Im Hinblick auf das Einfordern grenzüberschreitender Umweltverträglichkeitsprüfungen und das Verhindern einer „europäischen Atombombe“ herrscht weitgehend Konsens. Die Positionen [1] scheiden sich hingegen an einem zentralen zukunftsbestimmenden Thema, das nicht zuletzt im Zuge der BREXIT-Verhandlungen und der österreichischen EU-Ratspräsidentschaft 2018 erneut in den politischen Fokus gerät: der Umgang mit dem EURATOM-Vertrag.   

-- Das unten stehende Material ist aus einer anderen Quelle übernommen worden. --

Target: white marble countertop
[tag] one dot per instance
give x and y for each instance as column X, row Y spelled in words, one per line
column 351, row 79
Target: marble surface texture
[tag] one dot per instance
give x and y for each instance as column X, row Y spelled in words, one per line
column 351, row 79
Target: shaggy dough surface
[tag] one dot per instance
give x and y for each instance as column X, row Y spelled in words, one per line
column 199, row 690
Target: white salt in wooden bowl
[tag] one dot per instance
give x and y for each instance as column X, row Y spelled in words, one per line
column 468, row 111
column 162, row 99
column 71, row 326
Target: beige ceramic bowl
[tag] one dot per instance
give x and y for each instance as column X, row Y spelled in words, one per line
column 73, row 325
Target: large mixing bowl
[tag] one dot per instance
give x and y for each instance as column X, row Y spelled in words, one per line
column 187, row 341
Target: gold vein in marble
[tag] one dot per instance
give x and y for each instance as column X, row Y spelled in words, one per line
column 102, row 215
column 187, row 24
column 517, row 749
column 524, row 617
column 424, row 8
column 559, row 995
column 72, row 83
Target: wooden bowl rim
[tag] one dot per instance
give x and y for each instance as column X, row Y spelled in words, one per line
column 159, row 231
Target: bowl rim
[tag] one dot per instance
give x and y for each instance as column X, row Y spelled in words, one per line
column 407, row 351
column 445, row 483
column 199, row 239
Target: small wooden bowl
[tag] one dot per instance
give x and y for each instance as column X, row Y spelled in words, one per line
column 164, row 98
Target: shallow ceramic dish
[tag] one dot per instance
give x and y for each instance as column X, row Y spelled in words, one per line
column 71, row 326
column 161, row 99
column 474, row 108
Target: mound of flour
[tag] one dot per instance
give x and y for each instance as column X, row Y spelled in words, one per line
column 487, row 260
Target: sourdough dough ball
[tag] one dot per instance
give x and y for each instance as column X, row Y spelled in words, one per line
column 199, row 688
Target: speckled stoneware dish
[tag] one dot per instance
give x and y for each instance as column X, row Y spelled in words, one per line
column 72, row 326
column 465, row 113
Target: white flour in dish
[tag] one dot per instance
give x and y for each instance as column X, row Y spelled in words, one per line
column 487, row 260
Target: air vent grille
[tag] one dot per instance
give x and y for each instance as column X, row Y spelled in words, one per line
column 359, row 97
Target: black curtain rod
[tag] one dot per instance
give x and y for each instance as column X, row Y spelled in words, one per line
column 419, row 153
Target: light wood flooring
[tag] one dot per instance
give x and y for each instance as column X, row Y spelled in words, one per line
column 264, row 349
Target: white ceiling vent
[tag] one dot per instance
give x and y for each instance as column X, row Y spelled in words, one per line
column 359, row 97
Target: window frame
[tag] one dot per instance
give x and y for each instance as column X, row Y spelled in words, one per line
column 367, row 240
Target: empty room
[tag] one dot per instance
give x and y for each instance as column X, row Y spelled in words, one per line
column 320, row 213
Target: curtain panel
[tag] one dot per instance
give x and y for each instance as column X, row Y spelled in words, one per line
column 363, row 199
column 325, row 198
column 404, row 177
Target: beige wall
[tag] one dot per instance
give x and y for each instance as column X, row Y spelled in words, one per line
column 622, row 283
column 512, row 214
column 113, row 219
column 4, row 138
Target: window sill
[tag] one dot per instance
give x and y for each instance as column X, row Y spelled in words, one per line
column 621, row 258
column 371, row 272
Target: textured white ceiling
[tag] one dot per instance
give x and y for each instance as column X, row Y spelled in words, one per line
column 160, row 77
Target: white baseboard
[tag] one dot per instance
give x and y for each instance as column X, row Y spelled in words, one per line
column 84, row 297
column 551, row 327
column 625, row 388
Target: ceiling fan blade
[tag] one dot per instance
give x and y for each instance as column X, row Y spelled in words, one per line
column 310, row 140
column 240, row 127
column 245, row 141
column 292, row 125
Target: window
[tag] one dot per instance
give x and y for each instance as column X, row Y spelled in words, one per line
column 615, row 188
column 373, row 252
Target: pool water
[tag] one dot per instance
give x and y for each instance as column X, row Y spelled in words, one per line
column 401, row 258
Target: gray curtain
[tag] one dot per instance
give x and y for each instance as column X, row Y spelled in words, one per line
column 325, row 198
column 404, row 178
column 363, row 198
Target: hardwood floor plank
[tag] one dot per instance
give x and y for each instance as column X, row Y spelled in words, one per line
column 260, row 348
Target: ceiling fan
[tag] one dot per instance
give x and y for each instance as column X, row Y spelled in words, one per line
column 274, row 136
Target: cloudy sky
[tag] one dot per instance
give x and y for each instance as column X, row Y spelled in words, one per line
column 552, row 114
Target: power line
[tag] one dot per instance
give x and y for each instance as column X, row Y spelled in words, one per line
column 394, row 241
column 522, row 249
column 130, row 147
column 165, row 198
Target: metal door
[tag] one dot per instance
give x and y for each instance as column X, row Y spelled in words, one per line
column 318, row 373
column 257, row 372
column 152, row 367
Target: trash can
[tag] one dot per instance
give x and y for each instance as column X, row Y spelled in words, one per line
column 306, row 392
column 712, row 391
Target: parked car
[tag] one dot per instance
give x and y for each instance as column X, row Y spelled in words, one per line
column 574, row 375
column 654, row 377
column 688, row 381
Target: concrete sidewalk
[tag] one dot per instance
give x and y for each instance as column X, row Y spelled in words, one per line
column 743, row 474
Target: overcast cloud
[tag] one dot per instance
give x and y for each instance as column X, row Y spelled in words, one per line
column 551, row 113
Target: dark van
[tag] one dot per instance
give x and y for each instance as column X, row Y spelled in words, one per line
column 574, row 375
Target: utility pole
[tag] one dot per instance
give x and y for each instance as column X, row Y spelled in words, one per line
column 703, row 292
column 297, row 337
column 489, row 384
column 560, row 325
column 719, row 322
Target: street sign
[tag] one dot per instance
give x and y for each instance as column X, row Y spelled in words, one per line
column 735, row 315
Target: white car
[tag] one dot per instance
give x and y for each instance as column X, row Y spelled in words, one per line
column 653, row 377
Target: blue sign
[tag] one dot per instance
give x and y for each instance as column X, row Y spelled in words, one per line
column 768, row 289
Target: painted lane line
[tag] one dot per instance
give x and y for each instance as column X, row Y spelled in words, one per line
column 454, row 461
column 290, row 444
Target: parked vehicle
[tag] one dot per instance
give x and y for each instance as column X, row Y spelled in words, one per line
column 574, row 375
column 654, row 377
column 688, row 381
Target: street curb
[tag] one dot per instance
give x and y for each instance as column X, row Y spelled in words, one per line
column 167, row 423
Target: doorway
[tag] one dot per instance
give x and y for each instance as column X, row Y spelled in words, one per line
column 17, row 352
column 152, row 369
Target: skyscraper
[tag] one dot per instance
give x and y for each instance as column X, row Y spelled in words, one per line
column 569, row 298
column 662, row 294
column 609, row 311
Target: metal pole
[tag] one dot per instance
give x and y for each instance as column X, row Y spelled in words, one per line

Der EURATOM-Vertrag ist einer der Gründungsverträge der Europäischen Union und stammt aus dem Jahr 1957. Das Vertragswerk begründet die Europäische Atomgemeinschaft (EURATOM), die den "Aufbau einer mächtigen Kernindustrie" zum Ziel hat. EURATOM legitimiert ein Netz an Institutionen [2], veranlasst EU-Sekundärrecht und sichert Kreditmittel sowie Forschungsförderungen für Nuklearprojekte. Trotz aller sonstigen Reformprozesse der EU sichert der bis heute unveränderte EURATOM-Vertrag der Atomindustrie auf europäischer Ebene Privilegien in Milliardenhöhe.  

Österreichs EURATOM Beitrag – wie viele Millionen für Atom?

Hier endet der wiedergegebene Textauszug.